Input: (['r1'], [{'a': 10.0, 'b': 10.0}], ['oB', 'oA'], ['r1', 'r1'], [5, 6], [{'a': 1}, {'b': 1}], 0, 10, 5)
Expected Output: [[['oA', 10.0], ['oB', 10.0]], [['a', 1], ['b', 1]]]
Explanation: k is larger than the number of orders/items, so all are returned.
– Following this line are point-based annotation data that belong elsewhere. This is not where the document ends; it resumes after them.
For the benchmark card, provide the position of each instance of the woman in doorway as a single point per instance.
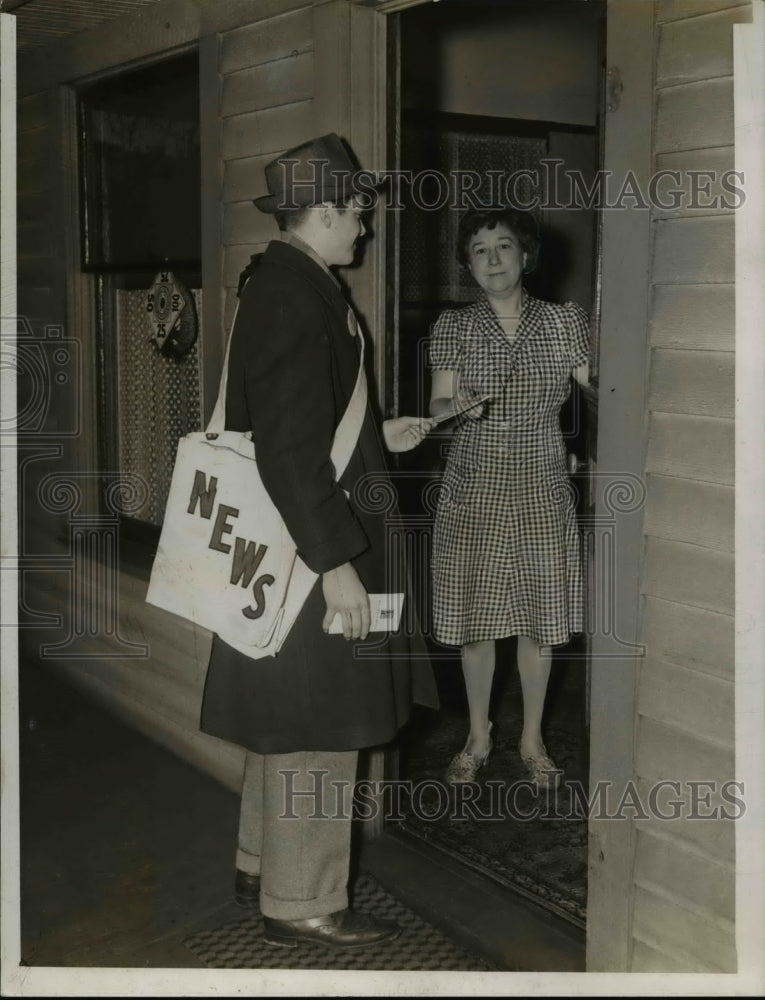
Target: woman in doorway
(506, 556)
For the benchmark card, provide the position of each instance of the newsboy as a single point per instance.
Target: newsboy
(303, 714)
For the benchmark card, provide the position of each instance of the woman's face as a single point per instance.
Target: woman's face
(496, 260)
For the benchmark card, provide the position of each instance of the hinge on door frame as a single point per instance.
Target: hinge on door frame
(614, 88)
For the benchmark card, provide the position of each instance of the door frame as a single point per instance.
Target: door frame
(621, 444)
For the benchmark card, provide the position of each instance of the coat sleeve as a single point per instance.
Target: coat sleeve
(287, 376)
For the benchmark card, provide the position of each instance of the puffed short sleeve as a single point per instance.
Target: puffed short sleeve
(579, 333)
(445, 343)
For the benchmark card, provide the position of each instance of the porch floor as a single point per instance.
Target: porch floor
(126, 851)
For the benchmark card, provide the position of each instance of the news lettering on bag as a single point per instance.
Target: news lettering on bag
(247, 556)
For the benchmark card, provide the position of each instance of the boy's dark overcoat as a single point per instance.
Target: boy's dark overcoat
(293, 365)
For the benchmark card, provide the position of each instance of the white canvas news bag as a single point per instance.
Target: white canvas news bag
(225, 559)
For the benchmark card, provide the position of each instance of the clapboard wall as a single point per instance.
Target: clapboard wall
(261, 92)
(684, 905)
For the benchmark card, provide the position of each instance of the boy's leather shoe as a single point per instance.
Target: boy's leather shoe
(344, 929)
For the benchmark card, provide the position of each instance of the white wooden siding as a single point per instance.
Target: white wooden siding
(684, 869)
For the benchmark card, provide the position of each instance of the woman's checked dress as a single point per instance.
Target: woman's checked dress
(506, 557)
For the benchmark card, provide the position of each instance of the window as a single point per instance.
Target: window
(141, 219)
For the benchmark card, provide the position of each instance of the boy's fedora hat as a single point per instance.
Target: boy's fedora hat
(315, 171)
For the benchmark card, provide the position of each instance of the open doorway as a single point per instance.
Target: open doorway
(497, 90)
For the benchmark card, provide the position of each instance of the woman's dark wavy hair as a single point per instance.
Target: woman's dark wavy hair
(523, 225)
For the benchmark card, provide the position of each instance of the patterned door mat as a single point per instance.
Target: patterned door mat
(239, 944)
(534, 845)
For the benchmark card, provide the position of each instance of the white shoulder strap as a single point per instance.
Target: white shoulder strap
(347, 431)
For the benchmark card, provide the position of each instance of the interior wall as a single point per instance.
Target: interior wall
(531, 63)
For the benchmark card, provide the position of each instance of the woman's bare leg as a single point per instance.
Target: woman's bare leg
(478, 669)
(534, 663)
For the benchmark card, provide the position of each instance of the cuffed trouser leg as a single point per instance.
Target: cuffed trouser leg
(301, 847)
(250, 843)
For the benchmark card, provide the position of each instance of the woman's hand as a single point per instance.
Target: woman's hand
(464, 409)
(345, 594)
(405, 433)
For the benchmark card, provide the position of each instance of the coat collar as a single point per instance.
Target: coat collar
(287, 254)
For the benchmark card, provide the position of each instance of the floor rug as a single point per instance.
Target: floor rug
(239, 944)
(535, 845)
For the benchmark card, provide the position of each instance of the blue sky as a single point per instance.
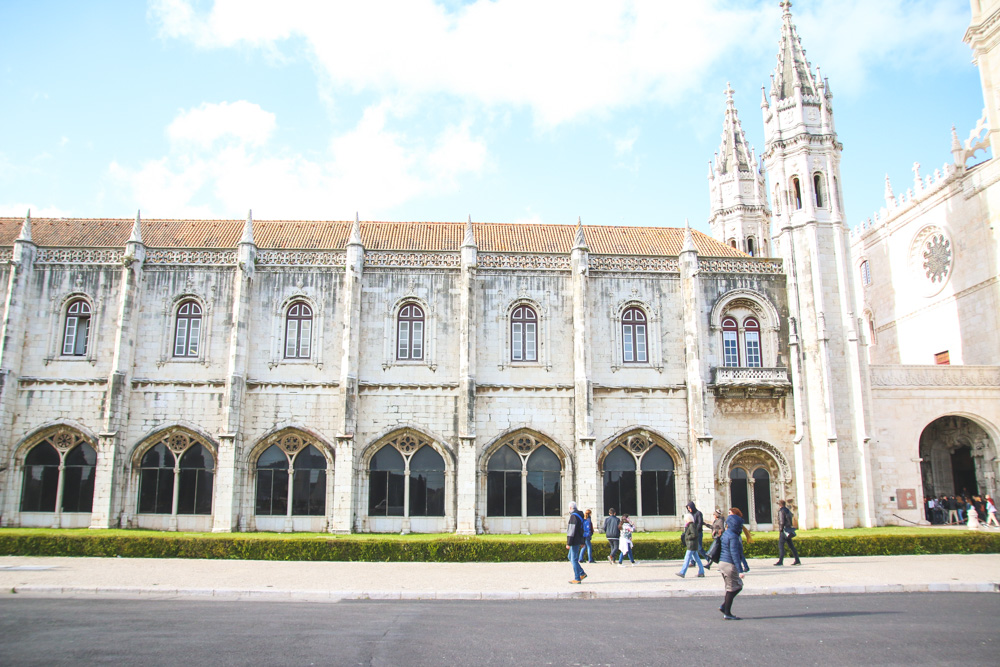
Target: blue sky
(511, 111)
Order totals tie, so ids sort ascending. Item quantities tie, so item names sort ascending.
Input: (['r1'], [{'a': 2.0}], ['o1'], ['r1'], [1], [{'a': 3}], 0, 10, 0)
Expected Output: [[], []]
Explanation: Edge case: k = 0 means no top results should be returned.
Input: (['r1'], [{'a': 2.0}], ['o1'], ['r1'], [10], [{'a': 3}], 0, 10, 2)
Expected Output: [[], []]
Explanation: The only order is at timestamp end, so it is excluded from the half-open window.
Hints
- Compute each in-window order's total once, and at the same time aggregate quantities in an item -> total_quantity dictionary.
- After aggregation, sorting with a compound key implements both the ranking and the tie-breaking rules.